OpenVPN up but unable to contact daemon
-
Just want to document that this happens, and can happen even on an APU system with 2GB memory and running 2.2. I was connected from the office to my test system at home over the OpenVPN site-to-site link, so the link was definitely up.

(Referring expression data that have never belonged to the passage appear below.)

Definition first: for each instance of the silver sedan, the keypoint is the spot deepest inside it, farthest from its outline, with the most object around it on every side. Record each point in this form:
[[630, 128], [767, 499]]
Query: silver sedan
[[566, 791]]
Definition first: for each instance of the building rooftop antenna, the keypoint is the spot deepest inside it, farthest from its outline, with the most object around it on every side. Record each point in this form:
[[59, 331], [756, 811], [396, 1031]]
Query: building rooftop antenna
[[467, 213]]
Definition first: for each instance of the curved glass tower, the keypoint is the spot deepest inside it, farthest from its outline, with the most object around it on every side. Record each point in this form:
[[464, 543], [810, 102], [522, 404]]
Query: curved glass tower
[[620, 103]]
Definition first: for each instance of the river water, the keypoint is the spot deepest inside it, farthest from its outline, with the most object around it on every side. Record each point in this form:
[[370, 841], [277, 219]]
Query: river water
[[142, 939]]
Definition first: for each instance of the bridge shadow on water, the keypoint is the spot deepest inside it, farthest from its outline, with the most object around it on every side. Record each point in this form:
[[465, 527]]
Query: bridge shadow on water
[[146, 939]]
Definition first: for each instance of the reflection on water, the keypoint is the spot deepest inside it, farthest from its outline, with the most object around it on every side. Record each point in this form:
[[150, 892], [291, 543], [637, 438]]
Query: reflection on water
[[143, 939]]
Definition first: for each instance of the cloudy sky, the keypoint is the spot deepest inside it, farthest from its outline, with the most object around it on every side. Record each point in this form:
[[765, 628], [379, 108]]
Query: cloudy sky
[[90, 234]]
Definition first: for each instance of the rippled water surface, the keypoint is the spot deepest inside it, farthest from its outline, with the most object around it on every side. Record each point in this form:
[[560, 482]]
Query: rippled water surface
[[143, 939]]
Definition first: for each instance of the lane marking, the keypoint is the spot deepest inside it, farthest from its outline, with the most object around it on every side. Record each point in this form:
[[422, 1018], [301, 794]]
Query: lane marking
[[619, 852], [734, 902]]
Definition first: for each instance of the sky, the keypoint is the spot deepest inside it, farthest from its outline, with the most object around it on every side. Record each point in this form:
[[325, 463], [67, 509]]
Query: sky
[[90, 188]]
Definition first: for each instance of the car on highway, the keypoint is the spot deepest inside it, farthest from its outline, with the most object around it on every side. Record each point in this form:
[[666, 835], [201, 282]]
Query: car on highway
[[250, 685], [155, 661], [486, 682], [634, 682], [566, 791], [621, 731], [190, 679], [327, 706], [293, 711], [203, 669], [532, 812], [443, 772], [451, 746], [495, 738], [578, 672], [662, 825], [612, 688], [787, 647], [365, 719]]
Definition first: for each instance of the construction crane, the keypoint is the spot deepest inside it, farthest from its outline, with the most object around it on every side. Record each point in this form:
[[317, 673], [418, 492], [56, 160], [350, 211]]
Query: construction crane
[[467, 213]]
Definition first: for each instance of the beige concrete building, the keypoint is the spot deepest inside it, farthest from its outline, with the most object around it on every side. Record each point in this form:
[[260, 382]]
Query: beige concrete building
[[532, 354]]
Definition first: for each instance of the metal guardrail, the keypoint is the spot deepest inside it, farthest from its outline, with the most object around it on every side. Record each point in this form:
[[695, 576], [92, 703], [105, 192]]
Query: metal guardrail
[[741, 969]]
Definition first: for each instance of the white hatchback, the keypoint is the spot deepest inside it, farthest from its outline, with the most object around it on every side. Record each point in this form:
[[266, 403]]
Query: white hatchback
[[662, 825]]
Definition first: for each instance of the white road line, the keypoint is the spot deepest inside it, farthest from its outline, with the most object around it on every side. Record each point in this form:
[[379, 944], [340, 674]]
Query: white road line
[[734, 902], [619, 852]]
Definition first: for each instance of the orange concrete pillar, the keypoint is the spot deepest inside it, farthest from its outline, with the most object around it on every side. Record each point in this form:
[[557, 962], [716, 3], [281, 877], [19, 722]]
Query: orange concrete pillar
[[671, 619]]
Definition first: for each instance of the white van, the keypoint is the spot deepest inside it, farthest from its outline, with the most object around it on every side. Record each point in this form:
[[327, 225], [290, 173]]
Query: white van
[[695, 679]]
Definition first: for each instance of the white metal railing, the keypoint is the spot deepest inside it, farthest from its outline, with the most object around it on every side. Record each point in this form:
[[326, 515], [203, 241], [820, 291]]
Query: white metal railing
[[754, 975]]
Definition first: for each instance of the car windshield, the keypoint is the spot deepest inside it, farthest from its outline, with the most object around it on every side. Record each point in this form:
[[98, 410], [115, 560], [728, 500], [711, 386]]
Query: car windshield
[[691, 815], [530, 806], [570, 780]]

But the dashboard said "unable to contact daemon".
There was no PID file:[2.2-BETA][root@apu22.localdomain]/var/etc/openvpn: ls -l /var/run total 96 -rw-r--r-- 1 root wheel 6 Oct 26 21:28 apinger.pid -rw-r--r-- 1 root wheel 72 Oct 29 09:21 apinger.status srw-rw-rw- 1 root wheel 0 Oct 26 21:28 check_reload_status -rw------- 1 root wheel 5 Oct 28 03:01 cron.pid -rw------- 1 root wheel 3 Oct 26 21:28 devd.pid srw-rw-rw- 1 root wheel 0 Oct 26 21:28 devd.pipe srw-rw-rw- 1 root wheel 0 Oct 26 21:28 devd.seqpacket.pipe -rw------- 1 root wheel 5 Oct 26 21:28 dhclient.re1.pid -rw-r--r-- 1 root wheel 6 Oct 26 21:29 dnsmasq.pid -rw-r--r-- 1 root wheel 6 Oct 26 21:29 expire_accounts.pid -rw-r--r-- 1 root wheel 4 Oct 29 09:21 filter_reload_status -rw-r--r-- 1 root wheel 6 Oct 26 21:28 filterlog.pid -rw------- 1 root wheel 5 Oct 26 21:29 inetd.pid -r--r--r-- 1 root wheel 173 Oct 26 21:28 ld-elf.so.hints -r--r--r-- 1 root wheel 188 Oct 28 03:01 ld-elf.so.hints.sudo-amd64 -r--r--r-- 1 root wheel 139 Oct 26 21:28 ld-elf32.so.hints -r--r--r-- 1 root wheel 174 Oct 28 03:01 ld-elf32.so.hints.sudo-amd64 -rw-r--r-- 1 root wheel 6 Oct 26 21:29 lighty-webConfigurator.pid srw-rw-rw- 1 root wheel 0 Oct 26 21:28 log srw------- 1 root wheel 0 Oct 26 21:28 logpriv -rw-r--r-- 1 root wheel 5 Oct 28 03:02 ntpd.pid -rw-r--r-- 1 root wheel 3 Oct 26 21:28 php-fpm.pid srw------- 1 root wheel 0 Oct 26 21:28 php-fpm.socket -rw-r--r-- 1 root wheel 58 Oct 26 21:28 php_modules_load_errors.txt -rw-r--r-- 1 root wheel 6 Oct 26 21:29 ping_hosts.pid -rw-r--r-- 1 root wheel 5 Oct 26 21:28 sshd.pid -rw------- 1 root wheel 4 Oct 26 21:28 syslog.pid -rw-r--r-- 1 root wheel 6 Oct 26 21:29 update_alias_url_data.pid -rw-r--r-- 1 root wheel 5 Oct 26 21:29 updaterrd.sh.pid -rw-r--r-- 1 root wheel 0 Oct 26 21:28 utmp -rw-r--r-- 1 root wheel 394 Oct 29 09:11 utx.active
Then I made one to match the running process:
[2.2-BETA][root@apu22.localdomain]/var/etc/openvpn: ps aux | grep openvpn root 66268 0.0 0.3 21592 5452 - Ss Tue03AM 0:06.99 /usr/local/sbin/openvpn --config /var/etc/openvpn/client1.conf root 50638 0.0 0.1 18816 2304 0 S+ 9:22AM 0:00.00 grep openvpn [2.2-BETA][root@apu22.localdomain]/var/etc/openvpn: echo 66268 > /var/run/openvpn_client1.pid
and then the dashboard widget (and Status:Services…) could find the process and report it up.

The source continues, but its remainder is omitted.